Le prix Nobel de chimie 2013 est un enfant de la révolution numérique. Pour la toute première fois, ce n’est pas une découverte fondamentale qui est récompensée, mais un programme informatique, un algorithme qui permet à chimiste de simuler de façon précise et hyper rapide des réactions chimiques complexes sur son ordinateur – l’ordinateur remplace pour le chimiste le tube à essai. Le programme lui-même est ancien et remonte aux années 70 mais il était trop lourd pour les ordinateurs des années 70. C’est l’explosion des puissances de calcul, un des aspects de la révolution numérique, qui l’a rendu utile aujourd’hui. L’algorithme remplace le laboratoire et dans les 12 prochains mois, les chimistes auront réalisé plus d’expériences que depuis le début de l’humanité ! Aujourd’hui, le meilleur chimiste n’est plus celui qui regarde son tube à essai changer de couleur, c’est celui qui développe un programme pour tester le plus de réactions intéressantes possibles, le meilleur algorithme aussi pour sélectionner parmi toutes ces simulations celles qui sont les plus intéressantes On voit bien comment l’algorithmie modifie même les sciences les plus fondamentales.

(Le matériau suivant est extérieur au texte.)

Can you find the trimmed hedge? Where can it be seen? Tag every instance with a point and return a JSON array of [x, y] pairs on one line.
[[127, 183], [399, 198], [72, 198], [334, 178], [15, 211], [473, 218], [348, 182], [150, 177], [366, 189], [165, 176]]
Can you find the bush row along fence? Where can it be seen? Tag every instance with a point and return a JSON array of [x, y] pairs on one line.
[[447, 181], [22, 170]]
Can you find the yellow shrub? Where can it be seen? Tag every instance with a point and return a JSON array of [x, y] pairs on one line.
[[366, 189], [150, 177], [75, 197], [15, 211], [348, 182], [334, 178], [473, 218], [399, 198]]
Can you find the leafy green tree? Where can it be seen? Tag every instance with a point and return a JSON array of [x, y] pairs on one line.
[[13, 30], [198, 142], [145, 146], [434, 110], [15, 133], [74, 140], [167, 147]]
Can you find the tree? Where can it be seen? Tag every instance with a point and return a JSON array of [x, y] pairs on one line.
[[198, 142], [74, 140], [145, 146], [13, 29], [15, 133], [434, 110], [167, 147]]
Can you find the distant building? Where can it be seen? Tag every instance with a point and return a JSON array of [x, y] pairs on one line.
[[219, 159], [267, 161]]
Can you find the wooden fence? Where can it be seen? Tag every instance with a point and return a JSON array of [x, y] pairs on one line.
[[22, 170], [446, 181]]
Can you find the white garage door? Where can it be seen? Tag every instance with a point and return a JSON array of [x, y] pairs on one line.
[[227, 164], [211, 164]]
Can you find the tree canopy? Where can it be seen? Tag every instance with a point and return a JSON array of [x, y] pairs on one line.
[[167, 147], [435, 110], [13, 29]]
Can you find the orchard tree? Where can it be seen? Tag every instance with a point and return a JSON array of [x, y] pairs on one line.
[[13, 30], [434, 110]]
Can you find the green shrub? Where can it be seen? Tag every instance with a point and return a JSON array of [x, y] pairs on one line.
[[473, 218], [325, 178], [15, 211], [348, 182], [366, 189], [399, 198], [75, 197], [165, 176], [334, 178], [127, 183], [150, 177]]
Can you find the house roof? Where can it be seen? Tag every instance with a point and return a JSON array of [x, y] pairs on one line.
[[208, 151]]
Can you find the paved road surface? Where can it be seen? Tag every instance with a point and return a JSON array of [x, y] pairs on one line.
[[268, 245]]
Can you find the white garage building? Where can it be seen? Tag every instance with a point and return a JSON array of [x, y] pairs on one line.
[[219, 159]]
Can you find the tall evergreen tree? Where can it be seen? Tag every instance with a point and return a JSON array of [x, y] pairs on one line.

Quelle sont donc les conséquences pour nos enfants et pour l’école ?
Les enfants, comme nous tous, sont entourés de machines programmées et ça ne fait que commencer.
Mais face à ces objets, ils sont dans une position de consommateur passif, pour ne pas dire parfois de proie. Un enfant qui fait une recherche dans Google est vu avant tout une ressource publicitaire par Google. Google cherche à lui servir le meilleur bandeau publicitaire possible et c’est très efficace puisqu’un enfant passe moins d’une minute sur Google avant de cliquer sur une publicité. Un enfant qui joue sur Facebook, n’est qu’une machine humaine, un clavier vivant transmettant à Facebook des données qui vont permettre de le cibler parfaitement, lui et ses « amis ».
Finalement, l’enfant est prisonnier d’interfaces utilisateurs qui ont été conçues par d’autres programmeurs. Il en est esclave. Ces mécanismes, on ne peut les maîtriser que si on les comprend. Et l’enjeu, pour l’école est le suivant : nos enfants sauront-ils programmer ou seront-ils programmés ?
Enseigner la programmation avec des robots
Qu’avons-nous fait ? En septembre 2017, nous avons le premier cursus informatique destiné au collège qui permet d’apprendre l’informatique avec des robots. Ce cursus commence à être diffusé dans l’Education Nationale puisque, depuis quelques mois, l’informatique, au sens de la programmation, est au programme scolaire.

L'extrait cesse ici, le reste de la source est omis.